Remove ACM in C++ #2067

bernardnormier · 2024-04-19T21:45:57Z

This PR removes ACM from C++ and the ACM JS test (since it relies on the now removed C++ test).

It's layered over #2059.

Note: this PR does not remove the various SessionTimeout properties and related implementation code (keep alive and the like) from Glacier2 and IceGrid. This is for a follow-up PR.

bernardnormier · 2024-04-21T13:26:35Z

cpp/config/templates.xml

@@ -15,7 +15,6 @@
            <property name="Glacier2.Client.Endpoints" value="${client-endpoints}"/>
            <property name="Glacier2.Server.Endpoints" value="${server-endpoints}"/>
            <property name="Glacier2.InstanceName" value="${instance-name}"/>
-            <property name="Glacier2.SessionTimeout" value="${session-timeout}"/>


I will remove the IceGrid SessionTimeout properties in a follow-up PR.

bernardnormier · 2024-04-21T13:28:38Z

cpp/src/Glacier2/SessionRouterI.cpp

 {
-    return current.con->getACM().timeout;
+    // TODO: better way to retrieve idle timeout


At a minimum, we should have a single spot for the default (60s).

bernardnormier · 2024-04-21T13:31:44Z

cpp/src/Glacier2Lib/SessionHelper.cpp

    }

+    // TODO: verify remote idle timeout is compatible with local idle timeout


Related question: what are compatible idle timeouts?
Do we take into account the setting for the local EnableIdleCheck too?

bernardnormier · 2024-04-21T13:33:33Z

cpp/src/Glacier2Lib/SessionHelper.cpp

@@ -495,14 +497,9 @@ SessionHelperI::connected(const Glacier2::RouterPrx& router, const optional<Glac
            _session = session;
            _connected = true;

-            if (acmTimeout > 0)


It's not clear to me why the close callback was sent only for acmTimeout > 0.

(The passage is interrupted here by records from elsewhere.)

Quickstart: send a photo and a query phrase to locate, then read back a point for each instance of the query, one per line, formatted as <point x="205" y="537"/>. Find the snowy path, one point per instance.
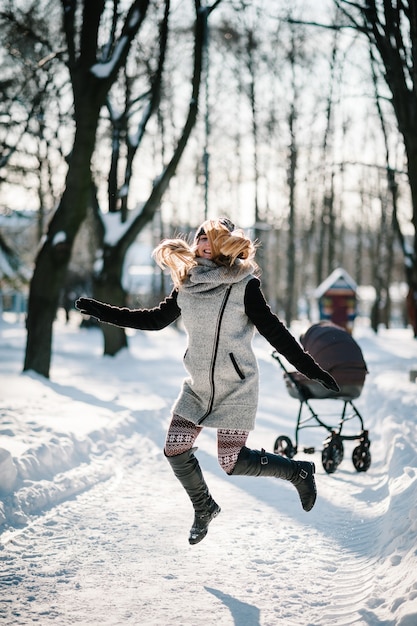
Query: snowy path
<point x="117" y="554"/>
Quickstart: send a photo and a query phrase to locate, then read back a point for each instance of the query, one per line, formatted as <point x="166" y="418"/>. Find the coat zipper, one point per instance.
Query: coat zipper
<point x="214" y="354"/>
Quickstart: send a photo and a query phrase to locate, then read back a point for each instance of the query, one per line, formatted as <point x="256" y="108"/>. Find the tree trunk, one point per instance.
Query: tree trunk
<point x="54" y="255"/>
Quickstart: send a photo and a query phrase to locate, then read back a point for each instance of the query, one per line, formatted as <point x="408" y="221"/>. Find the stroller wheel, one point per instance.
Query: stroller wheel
<point x="283" y="446"/>
<point x="332" y="455"/>
<point x="361" y="458"/>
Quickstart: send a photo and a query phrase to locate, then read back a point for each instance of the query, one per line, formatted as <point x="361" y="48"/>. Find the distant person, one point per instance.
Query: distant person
<point x="218" y="295"/>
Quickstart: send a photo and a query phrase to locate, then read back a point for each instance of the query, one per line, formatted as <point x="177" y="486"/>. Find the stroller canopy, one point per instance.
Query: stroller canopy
<point x="336" y="351"/>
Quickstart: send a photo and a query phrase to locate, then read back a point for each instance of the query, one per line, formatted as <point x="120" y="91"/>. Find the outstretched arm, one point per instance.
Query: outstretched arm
<point x="143" y="319"/>
<point x="274" y="331"/>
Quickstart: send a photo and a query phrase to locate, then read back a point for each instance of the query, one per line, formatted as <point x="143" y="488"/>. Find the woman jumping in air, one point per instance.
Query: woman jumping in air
<point x="219" y="297"/>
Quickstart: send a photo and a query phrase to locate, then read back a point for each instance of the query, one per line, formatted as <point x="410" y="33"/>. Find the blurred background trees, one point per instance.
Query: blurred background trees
<point x="124" y="122"/>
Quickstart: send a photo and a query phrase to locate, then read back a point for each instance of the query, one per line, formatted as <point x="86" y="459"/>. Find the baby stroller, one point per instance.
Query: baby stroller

I also don't know why we do this.

bernardnormier · 2024-04-21T13:35:03Z

cpp/src/Ice/ConnectionFactory.cpp

-        {
-            // Ensure all the connections are finished and reapable at this point.
-            vector<Ice::ConnectionIPtr> cons;
-            _monitor->swapReapedConnections(cons);


I don't understand the reaping logic in the ACM code.

Presumably when the new idle check code aborts a connection, this connection gets cleaned up. It doesn't need to be "reaped".

The connection doesn't get removed from the factory because the connection doesn't have a reference to the factory.

When a connection is done, it's added to a "reap connection" collection. This collection is held by the ACM code and it's indeed not correct since it has nothing to do with ACM.

Each time a new connection is added to the outgoing/incoming connection factories, the "reap connection" collection is checked and connections from this collection are removed from the factory.

Removing this code implies that connections will leak until the factory is destroyed.

Either you add another class to hold the "reap connection" collection or you fix the connection class to have a circular reference to the connection factory.

It seems simpler for the connection to hold a weak_ptr on the connection factory.

Yes, it can probably also just be a shared_ptr given that the connections are closed on factory destruction and the connections maps are cleared in the factories.

I tried to remove the connection from the factory in "reap" (see the latest code) but this doesn't work.

For outgoing connections, this results in a lock acquisition order deadlock because reap is always called with the ConnectionI mutex lock. It also hangs for incoming connections but I didn't debug it to identify the issue.

Any suggestion?
I'd rather not start a thread just to cleanup these "finished" connections from time to time in the background.

Why do we need to hold the connection lock while calling reap, can we just set a flag and called after we release the connection lock?
Instead of

if (completedUpcallCount > 0) { std::lock_guard lock(_mutex); .... else if (_state == StateFinished) { reap(); } _conditionVariable.notify_all(); } }

Do something like:

bool reapConnection; if (completedUpcallCount > 0) { std::lock_guard lock(_mutex); .... else if (_state == StateFinished) { reapConnection = true; } _conditionVariable.notify_all(); } } if (reapConnection) { reap(); }

bernardnormier · 2024-04-21T13:38:13Z

cpp/src/Ice/ConnectionI.cpp

-            // Close the connection if we didn't receive a heartbeat in
-            // the last period.
-            //
-            setState(StateClosed, make_exception_ptr(ConnectionTimeoutException(__FILE__, __LINE__)));


As of this PR, ConnectionTimeoutException is not longer created in C++. I will remove it in a follow-up PR.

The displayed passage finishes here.